"It Will All Be OK": A Letter To My Teenage Self....The Rollercoaster Is Worth The Ride
Early last month, Beyoncé kept it totally 100 in a Vogue spread—another surprise move from the one who invented the art of dropping albums out of nowhere. Her honest vulnerability has touched something in all of us, and being a faithful member of the BeyHive, I am now inspired to do the same with a letter to my past self—an insecure teenager (redundant, much?) who still needs (and deserves) all my love.
You got A LOT of living to do. Right now, you live your life solely for the approval and acceptance of others, and not once have you ever asked whether or not YOU are happy. That is not OK…but also not your fault. I tell you this because you are awfully hard on yourself, and you shouldn’t be. Trust me—the world (really the U.S. and yes, I will throw all the shade I want to at this great and terrible country I love) does and will continue to do a good enough job of making you feel worthless, so you don’t have to. We don’t have to.
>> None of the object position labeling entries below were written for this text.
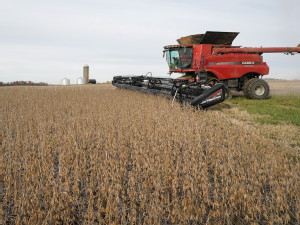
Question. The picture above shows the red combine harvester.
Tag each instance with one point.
(211, 67)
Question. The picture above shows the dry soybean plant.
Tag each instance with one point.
(100, 155)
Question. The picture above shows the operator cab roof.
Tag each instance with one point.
(210, 37)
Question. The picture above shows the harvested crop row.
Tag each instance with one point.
(100, 155)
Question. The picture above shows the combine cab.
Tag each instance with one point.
(210, 68)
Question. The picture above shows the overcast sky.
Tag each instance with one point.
(49, 40)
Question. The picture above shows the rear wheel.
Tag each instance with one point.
(256, 89)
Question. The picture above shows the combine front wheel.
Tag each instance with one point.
(256, 89)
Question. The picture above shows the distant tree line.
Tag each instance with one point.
(23, 83)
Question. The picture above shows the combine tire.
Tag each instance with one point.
(256, 89)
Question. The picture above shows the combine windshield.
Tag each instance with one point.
(179, 58)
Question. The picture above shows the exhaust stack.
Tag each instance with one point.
(86, 74)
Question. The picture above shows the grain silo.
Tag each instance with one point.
(80, 80)
(66, 81)
(86, 74)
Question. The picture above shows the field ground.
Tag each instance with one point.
(97, 154)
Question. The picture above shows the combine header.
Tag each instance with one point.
(211, 67)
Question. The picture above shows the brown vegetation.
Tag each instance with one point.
(95, 154)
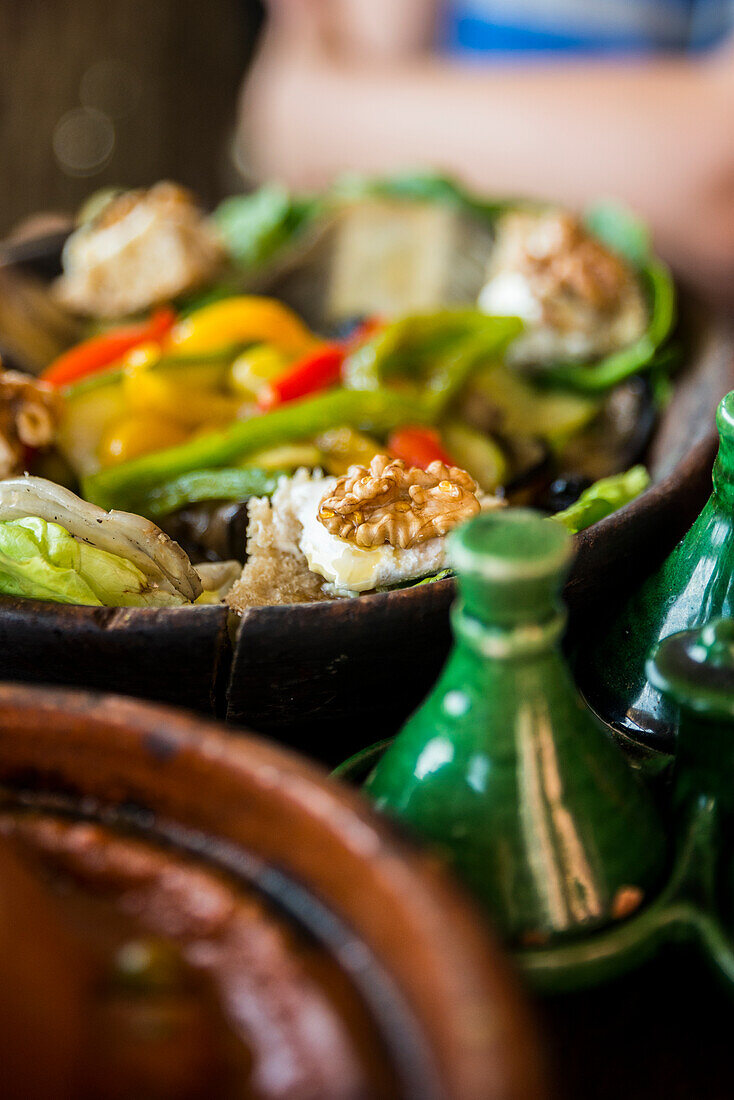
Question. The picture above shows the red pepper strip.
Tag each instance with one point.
(417, 447)
(316, 371)
(101, 351)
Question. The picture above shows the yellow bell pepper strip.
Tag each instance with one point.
(243, 319)
(230, 483)
(379, 410)
(138, 435)
(102, 351)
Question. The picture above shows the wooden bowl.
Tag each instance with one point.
(332, 677)
(440, 1012)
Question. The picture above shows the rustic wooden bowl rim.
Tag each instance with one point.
(285, 812)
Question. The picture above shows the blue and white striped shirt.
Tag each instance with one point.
(585, 26)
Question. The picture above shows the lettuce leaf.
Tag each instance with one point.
(41, 560)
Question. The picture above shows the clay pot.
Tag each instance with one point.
(418, 1001)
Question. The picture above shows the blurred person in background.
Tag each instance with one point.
(568, 99)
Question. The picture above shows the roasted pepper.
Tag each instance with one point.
(244, 319)
(318, 370)
(435, 352)
(379, 410)
(231, 483)
(105, 350)
(417, 447)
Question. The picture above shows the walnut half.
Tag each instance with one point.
(29, 415)
(389, 502)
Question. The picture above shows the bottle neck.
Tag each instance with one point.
(494, 642)
(723, 473)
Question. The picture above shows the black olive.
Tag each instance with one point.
(563, 492)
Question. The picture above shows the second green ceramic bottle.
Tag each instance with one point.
(504, 768)
(694, 584)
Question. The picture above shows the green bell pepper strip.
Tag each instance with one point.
(229, 483)
(602, 498)
(440, 350)
(637, 356)
(379, 410)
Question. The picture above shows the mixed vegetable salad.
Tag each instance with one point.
(325, 454)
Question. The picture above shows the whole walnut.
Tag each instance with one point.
(391, 503)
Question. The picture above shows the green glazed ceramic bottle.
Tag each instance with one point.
(504, 768)
(694, 584)
(696, 671)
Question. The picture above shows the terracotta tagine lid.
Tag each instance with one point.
(220, 919)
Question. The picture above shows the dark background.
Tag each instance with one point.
(123, 92)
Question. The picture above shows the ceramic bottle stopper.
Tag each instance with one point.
(694, 584)
(504, 768)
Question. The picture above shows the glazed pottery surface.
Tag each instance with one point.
(504, 768)
(694, 584)
(451, 1021)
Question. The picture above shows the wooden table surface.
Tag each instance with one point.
(664, 1032)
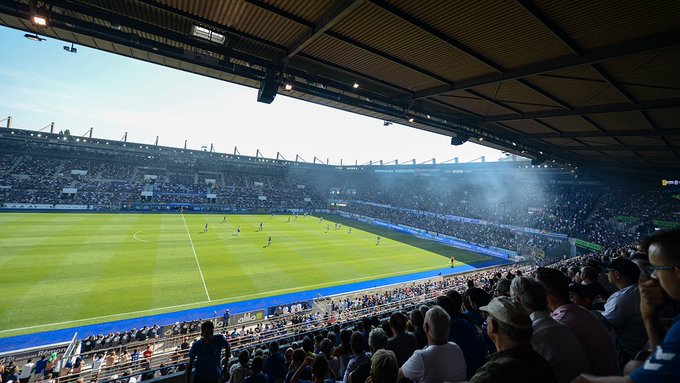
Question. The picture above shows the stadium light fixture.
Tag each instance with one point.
(40, 21)
(34, 37)
(70, 49)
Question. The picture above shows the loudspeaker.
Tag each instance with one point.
(268, 88)
(460, 139)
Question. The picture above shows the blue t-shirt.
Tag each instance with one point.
(664, 364)
(207, 357)
(275, 367)
(40, 366)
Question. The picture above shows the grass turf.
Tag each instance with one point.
(57, 268)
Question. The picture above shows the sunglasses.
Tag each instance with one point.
(653, 269)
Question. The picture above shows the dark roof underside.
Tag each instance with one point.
(588, 83)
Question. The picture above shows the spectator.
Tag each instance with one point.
(441, 360)
(359, 357)
(587, 328)
(553, 341)
(589, 276)
(13, 376)
(509, 327)
(40, 366)
(622, 309)
(384, 367)
(662, 365)
(26, 371)
(239, 371)
(148, 353)
(463, 334)
(258, 376)
(417, 320)
(319, 370)
(402, 342)
(326, 348)
(206, 353)
(275, 364)
(377, 340)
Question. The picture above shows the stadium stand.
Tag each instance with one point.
(113, 182)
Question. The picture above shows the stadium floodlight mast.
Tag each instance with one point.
(34, 37)
(70, 49)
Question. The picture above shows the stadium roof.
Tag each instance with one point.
(587, 83)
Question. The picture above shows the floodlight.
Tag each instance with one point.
(459, 139)
(70, 49)
(40, 21)
(34, 37)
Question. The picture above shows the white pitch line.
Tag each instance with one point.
(229, 299)
(196, 257)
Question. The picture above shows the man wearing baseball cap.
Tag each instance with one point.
(622, 309)
(509, 327)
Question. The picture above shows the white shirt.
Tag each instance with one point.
(26, 370)
(622, 310)
(96, 364)
(559, 346)
(435, 364)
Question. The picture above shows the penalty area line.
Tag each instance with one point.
(196, 258)
(127, 315)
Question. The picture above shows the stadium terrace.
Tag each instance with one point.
(464, 220)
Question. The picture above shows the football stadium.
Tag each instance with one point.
(552, 256)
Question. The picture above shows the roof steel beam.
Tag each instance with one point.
(440, 35)
(540, 16)
(325, 22)
(662, 103)
(615, 147)
(387, 56)
(597, 133)
(493, 101)
(661, 40)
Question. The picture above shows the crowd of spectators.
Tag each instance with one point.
(482, 234)
(595, 315)
(34, 179)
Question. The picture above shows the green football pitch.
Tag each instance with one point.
(64, 269)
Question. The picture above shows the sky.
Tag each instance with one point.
(42, 83)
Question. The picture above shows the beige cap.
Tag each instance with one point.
(508, 311)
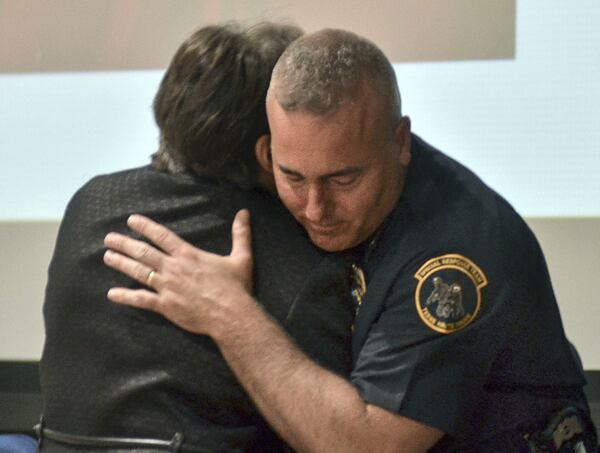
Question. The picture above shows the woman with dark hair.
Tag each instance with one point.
(122, 379)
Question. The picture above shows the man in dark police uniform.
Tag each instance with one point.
(458, 343)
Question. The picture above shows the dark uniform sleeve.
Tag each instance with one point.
(428, 353)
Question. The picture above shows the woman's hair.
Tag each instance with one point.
(210, 107)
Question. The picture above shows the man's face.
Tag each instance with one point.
(339, 174)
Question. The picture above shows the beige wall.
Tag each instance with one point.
(572, 248)
(75, 35)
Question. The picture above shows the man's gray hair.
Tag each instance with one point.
(320, 71)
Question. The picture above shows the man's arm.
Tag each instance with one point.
(310, 407)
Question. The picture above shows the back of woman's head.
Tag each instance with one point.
(210, 106)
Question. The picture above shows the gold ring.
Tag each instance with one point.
(150, 277)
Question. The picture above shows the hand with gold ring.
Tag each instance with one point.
(150, 277)
(199, 291)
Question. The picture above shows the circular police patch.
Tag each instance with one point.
(448, 295)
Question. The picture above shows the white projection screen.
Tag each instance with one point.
(511, 89)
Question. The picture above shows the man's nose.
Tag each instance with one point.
(316, 205)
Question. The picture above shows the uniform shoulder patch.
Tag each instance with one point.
(448, 294)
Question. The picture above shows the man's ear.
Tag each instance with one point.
(402, 137)
(262, 149)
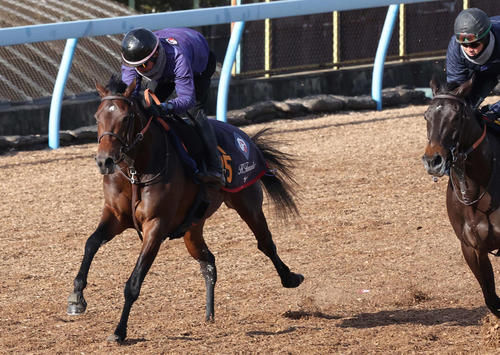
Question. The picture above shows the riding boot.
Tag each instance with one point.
(214, 172)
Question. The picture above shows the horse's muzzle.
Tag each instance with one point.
(435, 164)
(105, 163)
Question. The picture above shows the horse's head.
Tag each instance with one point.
(449, 121)
(117, 124)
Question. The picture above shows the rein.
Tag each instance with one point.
(460, 158)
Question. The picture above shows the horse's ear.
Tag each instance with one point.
(464, 89)
(101, 90)
(130, 88)
(434, 85)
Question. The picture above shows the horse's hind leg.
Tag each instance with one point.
(248, 204)
(480, 265)
(198, 250)
(107, 229)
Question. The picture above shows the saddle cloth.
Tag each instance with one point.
(242, 160)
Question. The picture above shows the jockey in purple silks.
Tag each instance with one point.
(175, 59)
(475, 49)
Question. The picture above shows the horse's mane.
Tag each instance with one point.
(116, 85)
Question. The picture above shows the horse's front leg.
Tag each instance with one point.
(150, 246)
(108, 227)
(480, 266)
(198, 249)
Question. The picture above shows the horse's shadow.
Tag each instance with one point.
(452, 316)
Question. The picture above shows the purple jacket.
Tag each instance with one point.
(459, 69)
(186, 55)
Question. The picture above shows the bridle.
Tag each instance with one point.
(134, 178)
(126, 147)
(459, 158)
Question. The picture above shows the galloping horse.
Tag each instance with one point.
(146, 187)
(460, 145)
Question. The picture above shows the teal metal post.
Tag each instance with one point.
(225, 75)
(378, 65)
(58, 93)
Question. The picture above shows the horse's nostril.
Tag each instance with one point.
(109, 162)
(437, 160)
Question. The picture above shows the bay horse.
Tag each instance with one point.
(146, 187)
(461, 145)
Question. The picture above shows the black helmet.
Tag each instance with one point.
(471, 25)
(138, 46)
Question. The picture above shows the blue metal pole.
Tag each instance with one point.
(378, 65)
(225, 75)
(58, 93)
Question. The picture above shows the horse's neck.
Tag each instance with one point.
(478, 165)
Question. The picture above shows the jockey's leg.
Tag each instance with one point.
(213, 173)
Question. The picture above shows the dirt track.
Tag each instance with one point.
(384, 272)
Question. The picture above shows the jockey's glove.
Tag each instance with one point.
(157, 110)
(489, 116)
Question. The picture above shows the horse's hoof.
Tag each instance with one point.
(293, 280)
(113, 338)
(76, 305)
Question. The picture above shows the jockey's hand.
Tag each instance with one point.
(157, 110)
(489, 116)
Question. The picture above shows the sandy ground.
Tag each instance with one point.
(383, 269)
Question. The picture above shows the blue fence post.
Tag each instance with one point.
(58, 93)
(225, 75)
(378, 64)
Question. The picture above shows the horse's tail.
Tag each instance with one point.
(279, 181)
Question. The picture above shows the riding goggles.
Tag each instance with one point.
(470, 37)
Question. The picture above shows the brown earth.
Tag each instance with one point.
(383, 270)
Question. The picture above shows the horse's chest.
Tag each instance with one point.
(478, 227)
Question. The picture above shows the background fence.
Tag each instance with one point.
(329, 40)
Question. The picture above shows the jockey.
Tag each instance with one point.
(175, 58)
(475, 49)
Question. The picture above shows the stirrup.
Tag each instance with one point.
(212, 179)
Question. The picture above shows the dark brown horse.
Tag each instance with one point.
(460, 145)
(147, 188)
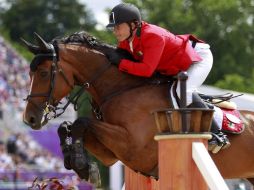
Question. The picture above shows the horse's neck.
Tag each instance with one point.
(92, 65)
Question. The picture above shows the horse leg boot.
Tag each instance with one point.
(65, 142)
(79, 158)
(219, 140)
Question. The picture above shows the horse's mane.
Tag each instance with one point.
(84, 38)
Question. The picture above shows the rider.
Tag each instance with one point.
(157, 50)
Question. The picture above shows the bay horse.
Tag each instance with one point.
(127, 130)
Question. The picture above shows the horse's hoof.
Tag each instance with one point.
(94, 174)
(83, 173)
(67, 156)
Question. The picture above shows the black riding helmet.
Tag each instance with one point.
(122, 13)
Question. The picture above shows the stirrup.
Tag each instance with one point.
(219, 141)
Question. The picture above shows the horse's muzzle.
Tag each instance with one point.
(32, 120)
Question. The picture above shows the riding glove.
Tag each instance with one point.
(114, 58)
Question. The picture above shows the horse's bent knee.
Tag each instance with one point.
(63, 130)
(79, 127)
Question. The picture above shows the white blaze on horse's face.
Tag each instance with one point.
(31, 85)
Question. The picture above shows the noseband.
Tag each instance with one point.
(51, 109)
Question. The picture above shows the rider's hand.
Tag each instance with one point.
(114, 58)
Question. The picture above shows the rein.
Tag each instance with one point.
(53, 111)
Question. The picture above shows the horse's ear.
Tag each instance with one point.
(32, 48)
(42, 44)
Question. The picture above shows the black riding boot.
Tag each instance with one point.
(219, 140)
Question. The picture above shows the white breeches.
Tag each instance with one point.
(198, 71)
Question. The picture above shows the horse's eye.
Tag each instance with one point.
(44, 74)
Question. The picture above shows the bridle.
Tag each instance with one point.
(51, 109)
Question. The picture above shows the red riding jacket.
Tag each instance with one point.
(158, 50)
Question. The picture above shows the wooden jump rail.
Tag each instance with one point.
(184, 162)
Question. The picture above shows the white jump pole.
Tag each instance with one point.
(207, 167)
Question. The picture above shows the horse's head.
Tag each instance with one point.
(50, 82)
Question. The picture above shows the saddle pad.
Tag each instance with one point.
(231, 121)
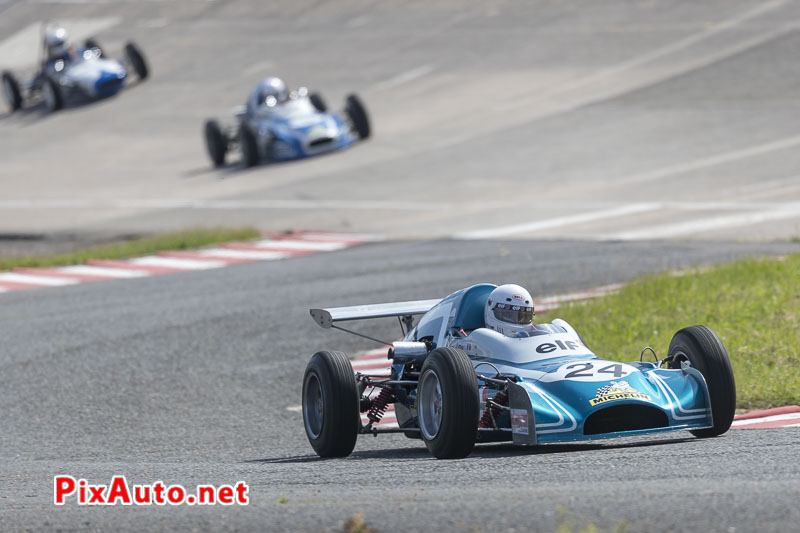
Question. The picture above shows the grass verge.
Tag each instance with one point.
(181, 240)
(752, 304)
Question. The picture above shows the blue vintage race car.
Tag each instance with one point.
(281, 129)
(80, 75)
(454, 383)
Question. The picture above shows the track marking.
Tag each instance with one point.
(704, 224)
(558, 222)
(404, 77)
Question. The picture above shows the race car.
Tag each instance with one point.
(69, 74)
(455, 382)
(278, 125)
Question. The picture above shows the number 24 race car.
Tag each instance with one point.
(455, 382)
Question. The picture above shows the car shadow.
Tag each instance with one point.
(482, 451)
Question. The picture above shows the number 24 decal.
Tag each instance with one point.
(586, 370)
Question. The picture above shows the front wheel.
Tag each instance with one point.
(448, 404)
(701, 347)
(11, 91)
(358, 116)
(330, 404)
(136, 59)
(216, 143)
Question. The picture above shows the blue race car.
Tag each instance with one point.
(279, 125)
(455, 382)
(72, 74)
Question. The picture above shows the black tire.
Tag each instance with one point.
(136, 59)
(451, 434)
(318, 102)
(703, 349)
(11, 91)
(53, 98)
(216, 143)
(358, 116)
(330, 404)
(92, 43)
(247, 140)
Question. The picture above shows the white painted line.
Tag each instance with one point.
(773, 418)
(179, 263)
(104, 271)
(287, 244)
(702, 225)
(233, 253)
(45, 281)
(558, 222)
(404, 77)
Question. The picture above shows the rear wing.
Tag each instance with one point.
(327, 317)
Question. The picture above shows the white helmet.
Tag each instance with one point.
(56, 42)
(271, 91)
(509, 310)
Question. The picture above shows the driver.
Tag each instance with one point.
(509, 310)
(57, 45)
(268, 93)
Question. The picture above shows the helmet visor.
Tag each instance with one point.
(513, 314)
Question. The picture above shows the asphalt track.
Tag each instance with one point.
(187, 378)
(612, 120)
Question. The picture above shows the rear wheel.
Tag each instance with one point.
(93, 44)
(358, 116)
(216, 143)
(701, 347)
(448, 404)
(318, 102)
(53, 99)
(330, 404)
(136, 59)
(11, 91)
(247, 140)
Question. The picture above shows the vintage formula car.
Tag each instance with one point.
(454, 383)
(79, 75)
(279, 129)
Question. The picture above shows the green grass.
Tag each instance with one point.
(182, 240)
(752, 304)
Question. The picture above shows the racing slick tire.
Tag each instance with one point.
(448, 404)
(53, 98)
(216, 143)
(706, 353)
(358, 116)
(330, 404)
(136, 59)
(93, 44)
(318, 102)
(249, 146)
(11, 91)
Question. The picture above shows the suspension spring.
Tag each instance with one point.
(491, 412)
(379, 405)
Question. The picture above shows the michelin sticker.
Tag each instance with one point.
(617, 390)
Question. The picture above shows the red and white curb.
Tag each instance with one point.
(779, 417)
(276, 247)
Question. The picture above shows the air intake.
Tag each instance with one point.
(628, 417)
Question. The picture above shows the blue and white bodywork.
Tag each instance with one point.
(297, 127)
(544, 388)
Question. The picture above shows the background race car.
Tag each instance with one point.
(72, 74)
(455, 382)
(278, 125)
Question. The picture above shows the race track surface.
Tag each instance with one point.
(580, 119)
(187, 379)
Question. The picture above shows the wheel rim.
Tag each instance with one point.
(430, 405)
(313, 406)
(49, 97)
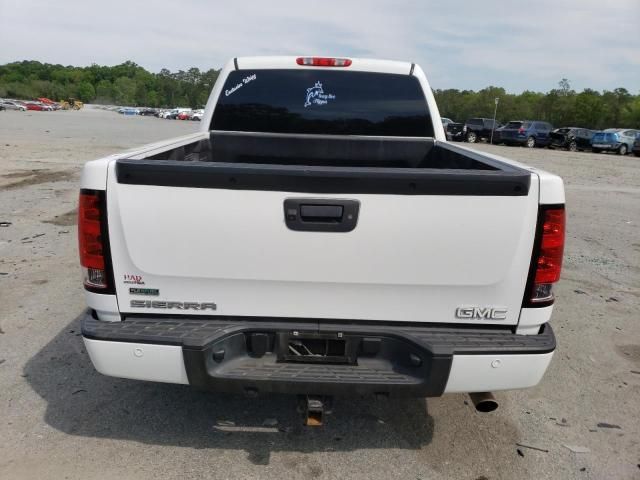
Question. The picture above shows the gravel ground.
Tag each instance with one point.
(61, 419)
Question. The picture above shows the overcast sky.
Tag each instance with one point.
(460, 44)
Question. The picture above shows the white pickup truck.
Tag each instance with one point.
(319, 236)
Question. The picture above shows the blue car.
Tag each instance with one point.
(530, 133)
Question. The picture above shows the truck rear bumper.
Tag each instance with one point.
(251, 356)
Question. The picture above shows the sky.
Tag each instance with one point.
(518, 45)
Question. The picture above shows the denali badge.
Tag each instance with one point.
(170, 305)
(481, 313)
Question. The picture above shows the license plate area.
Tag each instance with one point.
(312, 347)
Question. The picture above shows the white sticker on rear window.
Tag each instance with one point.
(245, 80)
(316, 96)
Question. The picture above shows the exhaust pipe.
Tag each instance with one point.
(484, 401)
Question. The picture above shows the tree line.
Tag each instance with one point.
(124, 84)
(130, 84)
(562, 106)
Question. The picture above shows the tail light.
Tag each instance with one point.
(323, 62)
(547, 261)
(92, 240)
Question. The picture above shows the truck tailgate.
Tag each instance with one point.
(415, 258)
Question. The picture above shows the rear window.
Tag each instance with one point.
(319, 101)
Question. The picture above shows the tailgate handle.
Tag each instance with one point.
(321, 215)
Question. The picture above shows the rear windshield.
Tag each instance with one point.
(319, 101)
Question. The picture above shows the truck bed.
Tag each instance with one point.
(436, 227)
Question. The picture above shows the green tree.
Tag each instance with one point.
(86, 92)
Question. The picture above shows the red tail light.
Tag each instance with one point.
(323, 61)
(91, 238)
(548, 262)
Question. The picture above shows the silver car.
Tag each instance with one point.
(619, 140)
(9, 105)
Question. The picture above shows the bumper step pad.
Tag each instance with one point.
(408, 360)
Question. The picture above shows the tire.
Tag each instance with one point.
(531, 142)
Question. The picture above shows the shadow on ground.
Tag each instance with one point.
(82, 402)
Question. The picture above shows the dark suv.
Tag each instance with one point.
(530, 133)
(571, 138)
(478, 128)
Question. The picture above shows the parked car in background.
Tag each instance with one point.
(571, 138)
(197, 115)
(636, 146)
(34, 106)
(49, 102)
(446, 121)
(129, 111)
(614, 140)
(479, 128)
(455, 131)
(11, 105)
(530, 133)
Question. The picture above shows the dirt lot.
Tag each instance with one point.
(60, 419)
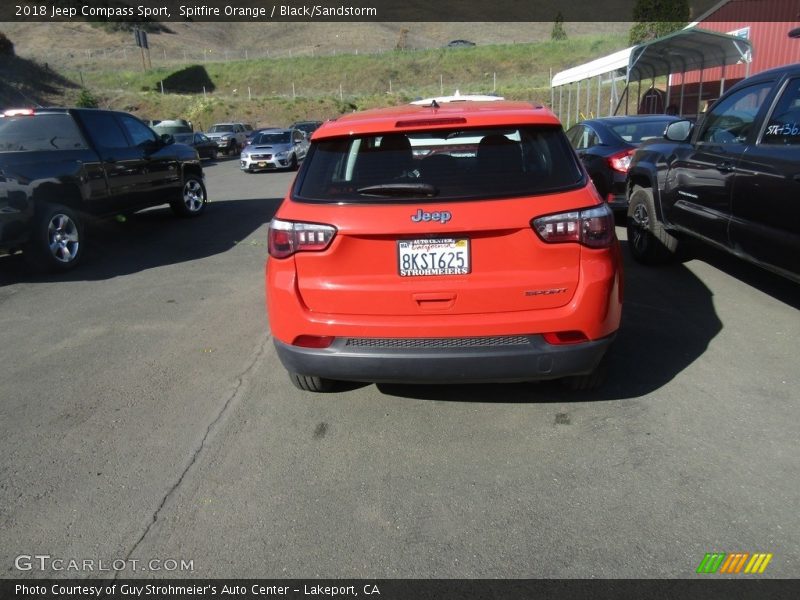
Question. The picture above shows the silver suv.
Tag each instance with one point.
(230, 137)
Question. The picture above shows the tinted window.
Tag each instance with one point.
(40, 132)
(272, 138)
(139, 132)
(105, 130)
(636, 133)
(730, 119)
(451, 164)
(783, 126)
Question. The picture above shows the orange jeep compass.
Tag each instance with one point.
(448, 241)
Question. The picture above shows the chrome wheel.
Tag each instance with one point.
(63, 238)
(193, 195)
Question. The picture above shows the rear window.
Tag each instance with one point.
(40, 132)
(636, 133)
(442, 164)
(272, 138)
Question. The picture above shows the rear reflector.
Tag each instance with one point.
(621, 161)
(592, 227)
(313, 341)
(288, 237)
(560, 338)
I will admit, when I was first approached with the idea of writing this letter to my teenage self, I was thrilled. I thought it would be the ultimate act of self-love, and a way for me to chase away some of the lingering demons from the tumultuous years of my teens. But then—like so many writers have done at the beginning of project—I hit a wall. While juggling about three different jobs (Surprise! You may be a bit on the lazy side now, but it turns out we have some real hustle in us. Who knew?), I struggled for days just jotting down the first sentence. I wanted to take the easy way out. I wanted to give up, but I realized that wouldn’t be fair to you. We’re in a far better place now than anything you can imagine—and I need to pull you up with me.
I—no, WE need you to know that despite everything, it will all be OK. Real talk.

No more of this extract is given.